Stamper: Am meisten nach Arbeit haben sich bisher Dinge angefühlt, die aus Berufen stammen. Oft sind schon die Rezepte schwer zu bekommen und haben sehr niedrige Dropchancen. Dazu kommt: Sie sind oft teuer und man braucht Ressourcen aus alten Spielteilen – die zu farmen habe ich einfach keine Lust oder Zeit.

myheimat: Was wäre dein Wunsch an Blizzard, damit Housing hier runder wird?
Stamper: Ich würde mir wünschen, dass man Kopien eines Gegenstands einfacher und schneller bekommen kann, sobald man das erste Exemplar freigespielt hat. Das würde eine thematisch gleichmäßigere Einrichtung ermöglichen.

myheimat: Was treibt dich dann am meisten an?
Stamper: Wenn mir ein Gegenstand wirklich gefällt und ich ihn über eine Aktivität bekomme, die diese Belohnung klar ausweist – also thematisch passt. Belohnungen für Erfolge, die ich ohnehin gerne sammle, sind oft auch richtig gut. Toll sind auch Gegenstände, die man für Währungen und Ruf bei Fraktionen kaufen kann – da gibt’s zum Beispiel starke Troll-Teile – oder einmalige Dekorationen wie Banner oder Statuen für besondere Errungenschaften.

Der Wohlfühlmoment – und warum „Design“ vor Prestige kommt
myheimat: Was macht dir am meisten Freude: Sammeln, Bauen, Perfektionieren, Präsentieren – oder der soziale Aspekt?
Stamper: Sammeln ist für mich eher Mittel zum Zweck – genauso wie das Bauen. Das Perfektionieren gefällt mir deutlich besser. Am meisten Spaß habe ich, wenn fertige Dinge genau meinen Vorstellungen entsprechen.

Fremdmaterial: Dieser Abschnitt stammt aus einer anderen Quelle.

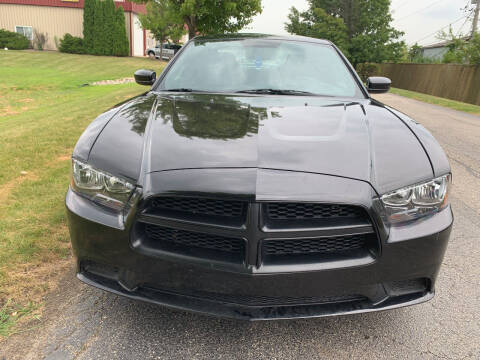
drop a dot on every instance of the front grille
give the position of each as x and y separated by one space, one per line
199 206
164 236
330 245
276 233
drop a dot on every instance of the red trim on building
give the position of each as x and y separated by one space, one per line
127 6
144 41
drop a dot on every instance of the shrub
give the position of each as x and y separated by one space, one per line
13 40
39 39
71 44
365 70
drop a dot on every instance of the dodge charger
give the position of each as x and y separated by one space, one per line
258 179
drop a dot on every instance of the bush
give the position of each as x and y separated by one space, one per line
39 39
71 44
365 70
13 40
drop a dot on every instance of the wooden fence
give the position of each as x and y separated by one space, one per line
451 81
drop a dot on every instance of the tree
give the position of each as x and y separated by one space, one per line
162 23
362 28
88 25
210 16
109 19
319 24
461 49
98 36
120 46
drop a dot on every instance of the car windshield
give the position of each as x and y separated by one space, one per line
261 66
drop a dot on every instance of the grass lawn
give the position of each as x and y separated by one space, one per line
452 104
43 110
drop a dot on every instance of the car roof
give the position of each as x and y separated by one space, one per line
240 36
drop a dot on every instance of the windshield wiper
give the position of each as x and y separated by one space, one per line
182 90
275 92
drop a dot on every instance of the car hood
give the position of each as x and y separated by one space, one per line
358 140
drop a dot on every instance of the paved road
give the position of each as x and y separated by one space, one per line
85 323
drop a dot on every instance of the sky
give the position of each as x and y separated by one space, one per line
419 19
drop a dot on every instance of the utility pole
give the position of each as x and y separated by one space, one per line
475 18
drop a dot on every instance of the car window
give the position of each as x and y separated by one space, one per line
249 64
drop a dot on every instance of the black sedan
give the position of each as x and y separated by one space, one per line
257 179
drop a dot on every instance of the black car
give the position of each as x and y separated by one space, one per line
257 179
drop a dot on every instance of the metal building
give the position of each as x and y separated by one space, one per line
55 18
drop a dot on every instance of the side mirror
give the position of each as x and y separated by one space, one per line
378 84
145 77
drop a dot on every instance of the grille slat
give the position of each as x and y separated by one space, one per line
314 246
194 239
306 211
199 206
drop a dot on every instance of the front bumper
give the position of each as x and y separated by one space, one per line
404 274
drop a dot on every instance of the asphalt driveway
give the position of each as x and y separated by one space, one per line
84 323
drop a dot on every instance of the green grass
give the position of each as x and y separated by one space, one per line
43 110
452 104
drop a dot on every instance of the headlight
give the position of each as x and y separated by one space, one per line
100 187
416 201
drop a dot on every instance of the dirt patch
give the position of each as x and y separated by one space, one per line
64 158
8 111
60 278
6 189
27 100
114 82
31 282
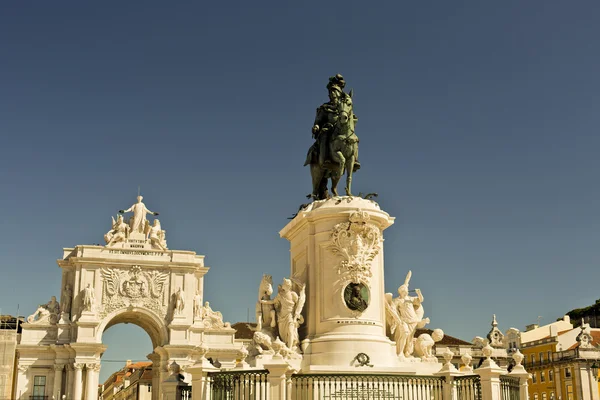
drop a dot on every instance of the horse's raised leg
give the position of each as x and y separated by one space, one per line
317 174
339 158
349 168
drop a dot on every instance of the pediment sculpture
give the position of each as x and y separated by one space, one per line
137 228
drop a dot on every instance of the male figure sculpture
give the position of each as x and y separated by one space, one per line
138 222
118 233
411 314
88 298
179 304
157 236
288 306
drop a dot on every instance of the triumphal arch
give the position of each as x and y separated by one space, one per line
134 278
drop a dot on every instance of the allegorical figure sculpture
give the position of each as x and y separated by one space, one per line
118 232
288 307
156 235
405 316
197 306
48 312
265 311
88 298
138 221
335 149
179 303
67 297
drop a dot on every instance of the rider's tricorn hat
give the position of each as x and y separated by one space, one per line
336 83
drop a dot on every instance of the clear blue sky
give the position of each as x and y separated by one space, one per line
478 125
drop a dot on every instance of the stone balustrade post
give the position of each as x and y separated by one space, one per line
77 381
277 379
449 372
56 387
200 379
518 371
93 376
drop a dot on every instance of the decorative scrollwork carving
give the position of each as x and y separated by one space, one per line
357 242
135 287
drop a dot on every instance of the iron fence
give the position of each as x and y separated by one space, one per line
468 387
238 385
184 393
364 386
509 386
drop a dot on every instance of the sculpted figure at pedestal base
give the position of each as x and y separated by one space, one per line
179 303
265 311
288 307
88 298
138 221
424 345
197 307
118 233
405 316
48 312
67 298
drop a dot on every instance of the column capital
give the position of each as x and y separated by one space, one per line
93 366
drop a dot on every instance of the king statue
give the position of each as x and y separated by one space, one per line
335 149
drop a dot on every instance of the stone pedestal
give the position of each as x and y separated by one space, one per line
337 251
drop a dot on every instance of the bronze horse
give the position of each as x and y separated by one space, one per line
342 149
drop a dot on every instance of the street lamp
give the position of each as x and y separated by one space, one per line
594 368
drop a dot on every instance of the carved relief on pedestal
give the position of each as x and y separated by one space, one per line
356 242
78 366
134 287
93 366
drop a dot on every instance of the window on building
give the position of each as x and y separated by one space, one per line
569 392
39 387
2 384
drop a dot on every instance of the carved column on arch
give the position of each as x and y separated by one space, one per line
57 387
70 376
77 381
93 371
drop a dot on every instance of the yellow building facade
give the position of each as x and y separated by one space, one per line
560 359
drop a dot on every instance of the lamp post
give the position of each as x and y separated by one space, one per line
594 368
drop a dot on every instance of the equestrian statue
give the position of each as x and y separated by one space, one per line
335 149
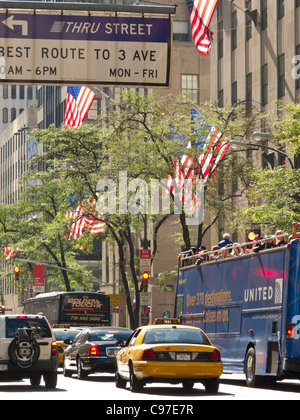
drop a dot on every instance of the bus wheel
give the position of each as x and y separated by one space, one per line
251 378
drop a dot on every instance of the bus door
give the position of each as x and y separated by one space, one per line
293 303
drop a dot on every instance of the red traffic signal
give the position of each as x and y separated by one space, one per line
145 276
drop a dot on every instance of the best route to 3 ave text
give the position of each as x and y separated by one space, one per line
154 409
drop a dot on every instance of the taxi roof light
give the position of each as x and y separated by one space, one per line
216 355
149 354
94 350
160 321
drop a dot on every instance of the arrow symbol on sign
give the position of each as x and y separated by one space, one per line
11 23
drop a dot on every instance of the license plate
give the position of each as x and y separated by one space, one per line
183 356
112 352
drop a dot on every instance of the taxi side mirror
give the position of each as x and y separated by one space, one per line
120 343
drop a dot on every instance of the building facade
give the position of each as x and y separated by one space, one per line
256 61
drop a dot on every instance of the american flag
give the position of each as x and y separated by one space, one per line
79 101
204 167
83 222
201 13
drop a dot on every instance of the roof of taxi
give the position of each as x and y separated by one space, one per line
146 327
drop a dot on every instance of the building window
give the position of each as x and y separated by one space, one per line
234 93
5 115
190 87
281 76
234 30
298 73
5 91
220 40
264 14
221 98
13 114
93 111
181 30
13 92
280 9
249 91
22 91
264 84
248 21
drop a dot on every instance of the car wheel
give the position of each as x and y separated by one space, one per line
187 385
212 386
24 353
120 382
80 372
50 380
35 380
135 384
67 373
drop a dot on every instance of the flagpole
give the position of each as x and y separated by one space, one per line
252 14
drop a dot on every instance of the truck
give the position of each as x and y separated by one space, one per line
249 306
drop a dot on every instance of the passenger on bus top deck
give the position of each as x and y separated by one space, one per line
214 256
226 240
281 239
235 250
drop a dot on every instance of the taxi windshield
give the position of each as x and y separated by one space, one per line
62 335
109 335
175 335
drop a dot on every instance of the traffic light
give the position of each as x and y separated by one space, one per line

myheimat: Kommen auch andere vorbei – oder ist das eher dein Rückzugsort?
Stamper: Ich habe mein Haus offen begehbar eingestellt, aber der soziale Aspekt ist bei mir vor allem auf den engen Freundeskreis begrenzt. Ich zeige mein Haus gerne und schaue mir auch die Häuser der anderen an. Schön ist, wenn Housing ganz natürlich Teil des Spiels wird – wenn man Nachbarn trifft oder merkt, dass man lieber im Voice quatschen will, statt zu spielen, und sich dann zusammen ins Housing-Wohnzimmer setzt.

myheimat: Gab es einen Moment, in dem du dachtest: „Jetzt ist es wirklich mein Ort“?
Stamper: Ja, als ich nach viel Arbeit die mittlere Hausgröße freigespielt hatte und Stamper draußen neben der Hundehütte und dem Gartenzwerg vor dem neu eingefassten Vorgarten auf die Bank gesetzt habe.

myheimat: Wenn es um „das prächtigste Eigenheim“ geht: Seltenheit/Prestige oder Design/Idee?
Stamper: Ganz klar Design und Idee. Ich möchte beim Housing schon vorne mitspielen, aber es geht mir um liebevolle Gestaltung. Plots, die im Garten einfach nur große Prestige-Objekte aneinanderreihen, haben für mich den Charme eines Ramsch-Flohmarkts. Das Haus soll zum Charakter passen und sich idealerweise auch in die Nachbarschaft einfügen – gerne auch mit einfachen Deko-Teilen.

myheimat: Gibt es trotzdem kreative „Respekt-Momente“, selbst wenn es nicht dein Stil ist?
Stamper: Klar. Ich respektiere Spieler, die aus dem vorhandenen Deko-Kram ihr Haus zum Beispiel als Kopf von Homer Simpson bauen. Aber ich persönlich ziehe jede kleine Hütte vor, die perfekt in einen Berg mit Wasserfall eingebaut wurde.